The idea had been popular among many Americans but drew scorn from critics, who said it would be a waste of money and was akin to events organized by authoritarian regimes.
"The Department of Defense and White House have been planning a parade to honor America's military veterans and commemorate the centennial of World War I," Pentagon spokesman Colonel Rob Manning said in a statement.
"We originally targeted November 10, 2018 for this event but have now agreed to explore opportunities in 2019," he added.
When the White House in February announced the commander-in-chief's desire to hold the parade in Washington, the budget director said it would cost between $10 million and $30 million.
But a US official told AFP earlier Thursday the planning estimate had now gone as high as $92 million, though no final figure has been reached.
The request for the event came after Trump's visit to France in July 2017, where he was hosted with great fanfare by French President Emmanuel Macron.
Sitting on the Champs-Elysees during the Bastille Day parade, the American president had marveled at the Republican Guard on horseback and jets flying overhead.
He had initially hinted at plans to transform America's Independence Day celebrations -- usually associated with fireworks and barbecues -- on July 4 into a vast military parade.
"To a large extent, because of what I witnessed we may do something like that on July Fourth in Washington down Pennsylvania Avenue," he said in September 2017.
Even before becoming president, aides reported that Trump had considered a military parade to mark his inauguration -- although that idea was eventually scrapped.
Trump has also embraced military backdrop for several speeches and presidential visits. However, he received deferments from carrying out military service of his own during the Vietnam War.
US media were quick to highlight how the ballooning costs of the proposed parade stood in contrast to his concern about the expense of conducting joint military exercises with South Korea.
"We will be stopping the war games, which will save us a tremendous amount of money," Trump said in June after meeting North Korean leader Kim Jong Un.

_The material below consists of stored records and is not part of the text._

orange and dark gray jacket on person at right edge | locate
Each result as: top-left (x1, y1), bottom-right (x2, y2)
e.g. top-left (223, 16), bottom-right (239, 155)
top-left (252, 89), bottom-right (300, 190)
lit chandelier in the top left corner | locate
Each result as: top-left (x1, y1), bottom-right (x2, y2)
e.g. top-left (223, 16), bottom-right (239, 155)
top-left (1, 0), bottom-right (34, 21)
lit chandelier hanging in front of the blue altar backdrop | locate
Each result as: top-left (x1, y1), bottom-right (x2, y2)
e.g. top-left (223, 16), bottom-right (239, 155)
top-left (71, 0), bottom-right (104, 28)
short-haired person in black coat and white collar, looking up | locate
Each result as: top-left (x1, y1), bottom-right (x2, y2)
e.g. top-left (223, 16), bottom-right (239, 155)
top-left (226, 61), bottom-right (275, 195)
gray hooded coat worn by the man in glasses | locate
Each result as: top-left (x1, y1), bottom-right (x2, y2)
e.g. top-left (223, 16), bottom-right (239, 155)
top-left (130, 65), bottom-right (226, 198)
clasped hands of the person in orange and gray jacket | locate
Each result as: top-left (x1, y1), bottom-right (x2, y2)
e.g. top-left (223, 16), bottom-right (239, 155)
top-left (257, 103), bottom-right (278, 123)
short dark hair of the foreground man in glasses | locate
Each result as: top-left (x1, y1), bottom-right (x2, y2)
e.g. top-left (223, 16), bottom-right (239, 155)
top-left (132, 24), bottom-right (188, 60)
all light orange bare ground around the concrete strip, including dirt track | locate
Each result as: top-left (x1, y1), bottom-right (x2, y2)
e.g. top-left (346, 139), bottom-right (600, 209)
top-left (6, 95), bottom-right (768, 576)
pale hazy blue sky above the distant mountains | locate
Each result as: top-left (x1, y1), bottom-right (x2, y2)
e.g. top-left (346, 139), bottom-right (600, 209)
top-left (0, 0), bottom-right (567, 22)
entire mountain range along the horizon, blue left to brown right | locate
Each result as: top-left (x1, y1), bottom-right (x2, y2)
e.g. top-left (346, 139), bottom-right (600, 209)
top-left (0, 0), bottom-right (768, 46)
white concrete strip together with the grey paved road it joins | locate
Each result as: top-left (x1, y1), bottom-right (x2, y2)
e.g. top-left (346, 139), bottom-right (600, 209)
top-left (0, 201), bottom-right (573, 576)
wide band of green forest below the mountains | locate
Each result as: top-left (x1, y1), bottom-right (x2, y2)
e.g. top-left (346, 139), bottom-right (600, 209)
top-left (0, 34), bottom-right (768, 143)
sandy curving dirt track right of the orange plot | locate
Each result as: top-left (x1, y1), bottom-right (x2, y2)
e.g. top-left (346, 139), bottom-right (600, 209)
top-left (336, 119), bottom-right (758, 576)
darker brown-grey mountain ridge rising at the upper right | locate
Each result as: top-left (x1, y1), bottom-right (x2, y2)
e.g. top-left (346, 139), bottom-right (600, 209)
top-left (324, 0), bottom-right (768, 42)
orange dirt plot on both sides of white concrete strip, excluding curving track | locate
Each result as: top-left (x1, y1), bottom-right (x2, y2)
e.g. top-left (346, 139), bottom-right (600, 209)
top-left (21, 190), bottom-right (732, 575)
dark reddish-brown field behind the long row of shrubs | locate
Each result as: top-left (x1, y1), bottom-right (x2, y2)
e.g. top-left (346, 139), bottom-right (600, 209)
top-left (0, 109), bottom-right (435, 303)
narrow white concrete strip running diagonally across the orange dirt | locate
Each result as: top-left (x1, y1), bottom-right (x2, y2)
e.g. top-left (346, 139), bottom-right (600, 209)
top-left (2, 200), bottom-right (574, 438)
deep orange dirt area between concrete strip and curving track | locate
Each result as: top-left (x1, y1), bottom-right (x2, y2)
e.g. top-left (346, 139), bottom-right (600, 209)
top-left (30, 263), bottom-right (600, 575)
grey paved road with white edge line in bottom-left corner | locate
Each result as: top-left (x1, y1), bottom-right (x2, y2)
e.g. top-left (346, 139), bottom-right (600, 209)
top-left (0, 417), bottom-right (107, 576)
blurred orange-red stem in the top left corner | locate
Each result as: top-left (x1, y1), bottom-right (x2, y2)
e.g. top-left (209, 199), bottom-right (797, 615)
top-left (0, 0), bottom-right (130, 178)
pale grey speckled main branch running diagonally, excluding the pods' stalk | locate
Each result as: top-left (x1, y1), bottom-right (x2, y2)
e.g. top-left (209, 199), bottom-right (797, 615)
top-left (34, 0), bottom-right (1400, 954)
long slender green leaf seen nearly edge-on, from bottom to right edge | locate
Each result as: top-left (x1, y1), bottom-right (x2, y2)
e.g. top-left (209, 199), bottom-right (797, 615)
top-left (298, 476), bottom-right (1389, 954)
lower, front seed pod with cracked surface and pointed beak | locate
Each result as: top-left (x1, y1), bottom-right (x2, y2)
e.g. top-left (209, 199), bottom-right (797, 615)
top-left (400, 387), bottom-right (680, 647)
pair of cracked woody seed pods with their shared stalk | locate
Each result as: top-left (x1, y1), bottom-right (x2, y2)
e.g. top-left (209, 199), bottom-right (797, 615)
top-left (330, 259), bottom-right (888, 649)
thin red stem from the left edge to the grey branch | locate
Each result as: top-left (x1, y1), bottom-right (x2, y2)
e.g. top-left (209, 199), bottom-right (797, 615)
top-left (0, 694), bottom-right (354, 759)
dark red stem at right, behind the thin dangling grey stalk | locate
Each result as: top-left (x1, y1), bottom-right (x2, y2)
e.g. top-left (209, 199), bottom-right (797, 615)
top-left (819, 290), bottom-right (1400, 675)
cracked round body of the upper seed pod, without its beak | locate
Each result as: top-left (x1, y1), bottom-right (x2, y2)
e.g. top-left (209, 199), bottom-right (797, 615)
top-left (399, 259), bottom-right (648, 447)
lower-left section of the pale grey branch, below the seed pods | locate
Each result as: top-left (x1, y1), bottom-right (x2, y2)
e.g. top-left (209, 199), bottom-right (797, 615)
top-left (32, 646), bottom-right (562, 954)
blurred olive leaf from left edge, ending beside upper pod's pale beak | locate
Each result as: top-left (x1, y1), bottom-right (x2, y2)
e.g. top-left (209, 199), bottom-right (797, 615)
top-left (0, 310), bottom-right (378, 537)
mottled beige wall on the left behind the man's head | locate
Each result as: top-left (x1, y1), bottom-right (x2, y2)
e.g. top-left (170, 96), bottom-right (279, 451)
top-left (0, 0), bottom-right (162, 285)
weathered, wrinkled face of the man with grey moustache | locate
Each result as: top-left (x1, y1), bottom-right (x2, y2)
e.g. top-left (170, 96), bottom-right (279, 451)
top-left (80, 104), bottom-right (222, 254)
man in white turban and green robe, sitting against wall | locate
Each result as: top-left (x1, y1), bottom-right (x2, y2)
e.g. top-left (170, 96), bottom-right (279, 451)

It later emerged that the drills cost about $14 million, a fraction of the price of a military parade.
Others suggested the money could be better spent improving the lives of destitute veterans.
"Until such time as we can celebrate victory in the War on Terrorism and bring our military home, we think the parade money would be better spent fully funding the Department of Veteran Affairs and giving our troops and their families the best care possible," said the American Legion's national commander Denise Rohan.
The United States normally holds military parades to mark the end of a conflict, such as in 1991 when president George HW Bush held a National Victory Parade in Washington to celebrate the end of the first Gulf War.